Besides, even though she knew it shouldn’t matter, she wanted to hear the rest of the story. “So he was a brainy jock,” she said, prompting Emily.

“Still is, from the looks of it,” the older woman said, but more with the air of a connoisseur than someone who wanted him for herself. She continued, “He made one of the quickest rises through the ranks ever seen, and is still fairly young to be heading up a unit. He has the reputation of being dedicated and driven, even ruthless sometimes, but everyone I talked to said that his word is good. He doesn’t make a promise he doesn’t intend to keep.”

“In other words, you think I can trust him.”

“Yes and no.” The lawyer took one of the copies of the signed contract and tucked it into her briefcase, leaving the other in front of Sydney. “His team has an excellent record of bringing down major criminals, and their conviction record is solid. I think you can trust him to follow whatever deal he signs off on to the letter. However, that’s the key—he’ll do exactly what he’s promised, and no more. Watch your back and don’t assume anything about him or his motivations. You heard him out there. His job is to bring down Tiberius, not protect your work…and maybe not even protect you, if you get in his way.”

“I’ll keep that in mind,” Sydney said, pressing a hand to her suddenly queasy stomach. “And may I say that I’m blown away by how much you managed to get on him in such a short time frame.”

The lawyer grinned, and for the first time Sydney saw a flash of steel beneath the pleasant exterior. “Don’t worry about the overtime. You’re paying through the nose for my services.”

“I’m sure I am,” Sydney murmured, suddenly realizing how oddly normal it felt to be talking with another woman, someone who wasn’t a guard or cook, or one of Tiberius’s enforcers, or the boss himself. This was possibly the least normal situation she’d ever found herself in, yet the act of speaking with Emily felt so normal, it was nearly enough to bring her to tears, driving home how much she’d left behind when she left for Rocky Cliff Island, how much more she’d lost than she’d planned on or even realized.

How much more she might yet lose.

“Okay, that was a fun bit of get-to-know-the-players, but we have work to do.” Emily pulled a slim laptop computer from her briefcase, set it on the desk and flipped open the flexible screen, turning it so they could both see the display. A few taps on the keyboard woke the machine from hibernation and pulled up a document, this one written in even denser legalese than the contract had been. “This is a pretty standard skeleton for a federal immunity deal, along with some language for witness protection, either through WITSEC or protective custody.

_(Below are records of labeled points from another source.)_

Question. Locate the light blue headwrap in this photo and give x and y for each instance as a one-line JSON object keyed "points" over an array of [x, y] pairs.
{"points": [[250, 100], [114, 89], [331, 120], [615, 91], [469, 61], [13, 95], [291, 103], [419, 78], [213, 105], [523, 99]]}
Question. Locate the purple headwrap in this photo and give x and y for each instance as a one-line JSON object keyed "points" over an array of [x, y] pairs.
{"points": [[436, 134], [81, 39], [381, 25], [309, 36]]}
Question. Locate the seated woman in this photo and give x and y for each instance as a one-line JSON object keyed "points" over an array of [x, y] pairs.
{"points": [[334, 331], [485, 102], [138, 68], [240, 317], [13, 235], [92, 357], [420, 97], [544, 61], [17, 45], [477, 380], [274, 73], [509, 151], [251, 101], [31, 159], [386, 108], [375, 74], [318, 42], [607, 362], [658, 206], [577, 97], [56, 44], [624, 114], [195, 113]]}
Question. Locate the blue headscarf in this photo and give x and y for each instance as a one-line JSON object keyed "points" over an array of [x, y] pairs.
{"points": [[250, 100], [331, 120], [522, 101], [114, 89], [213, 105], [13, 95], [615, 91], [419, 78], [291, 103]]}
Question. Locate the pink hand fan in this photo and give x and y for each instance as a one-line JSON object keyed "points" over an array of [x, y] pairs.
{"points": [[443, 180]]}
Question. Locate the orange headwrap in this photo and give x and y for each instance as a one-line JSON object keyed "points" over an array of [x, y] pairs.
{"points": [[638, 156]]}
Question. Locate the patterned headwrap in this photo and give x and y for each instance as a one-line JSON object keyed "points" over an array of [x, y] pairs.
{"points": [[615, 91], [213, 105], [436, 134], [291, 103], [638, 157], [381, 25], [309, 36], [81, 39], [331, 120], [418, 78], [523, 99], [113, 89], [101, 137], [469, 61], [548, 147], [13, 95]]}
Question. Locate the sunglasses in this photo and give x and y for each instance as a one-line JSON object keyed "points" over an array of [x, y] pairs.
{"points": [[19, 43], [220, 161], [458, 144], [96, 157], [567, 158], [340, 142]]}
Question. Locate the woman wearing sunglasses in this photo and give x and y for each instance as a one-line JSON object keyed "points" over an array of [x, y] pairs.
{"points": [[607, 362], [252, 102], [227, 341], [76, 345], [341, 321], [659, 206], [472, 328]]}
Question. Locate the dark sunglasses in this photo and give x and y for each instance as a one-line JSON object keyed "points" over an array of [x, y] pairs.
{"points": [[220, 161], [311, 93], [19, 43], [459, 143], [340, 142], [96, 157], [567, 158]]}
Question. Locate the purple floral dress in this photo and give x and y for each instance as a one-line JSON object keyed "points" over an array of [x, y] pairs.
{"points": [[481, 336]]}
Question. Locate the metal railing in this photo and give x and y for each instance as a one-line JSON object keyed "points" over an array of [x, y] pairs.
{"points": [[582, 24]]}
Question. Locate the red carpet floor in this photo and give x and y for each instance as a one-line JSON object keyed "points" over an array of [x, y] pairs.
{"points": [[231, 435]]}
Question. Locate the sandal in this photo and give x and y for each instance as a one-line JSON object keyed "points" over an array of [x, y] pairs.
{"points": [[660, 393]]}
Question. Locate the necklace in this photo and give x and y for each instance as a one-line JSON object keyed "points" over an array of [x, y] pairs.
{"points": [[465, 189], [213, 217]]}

Based on the particulars of your situation, I’m going to suggest that we—”

The door opened without a warning knock and Sharpe entered the room, filling it as much with his presence as his physical mass.

Sydney frowned, knowing she should be irritated with the interruption, but feeling something else instead, a little lift in the region of her heart, one that warned her she was well on her way to crushing on the agent, despite them being on opposite sides of too many issues.

He must’ve had clothes in his car, because he’d changed out of the borrowed sweats into a tailored navy suit with a crisp white shirt underneath, and a pair of oxblood shoes that were incongruously rubber-soled, as though they were business shoes intended to double for foot pursuit—which they probably were. That detail, and the glimpse of a shoulder holster beneath his suit jacket, took the look from “upscale businessman” to something else entirely.

Something that sent a quiver of nerves—and heat—through her core.

Going for bravado, she started to ask if that was it for their privacy, but something in his cool blue eyes stopped her, making her ask instead, “What’s wrong?”

“The local cops just reported in from your house in Maryland. Your sister is missing and her aide and the aide’s boyfriend are dead.”

Celeste missing. The others dead.

The words didn’t make any sense.

Sydney sat for a second as her heart beat loud in her ears and her mind refused to process his blunt words.
Impossible,
she told herself. That sort of thing didn’t happen in real life. Didn’t happen to people like her and Celeste.

Except it did when she made the mistake of working for a monster like Tiberius, and then compounded the mistake by double-crossing him.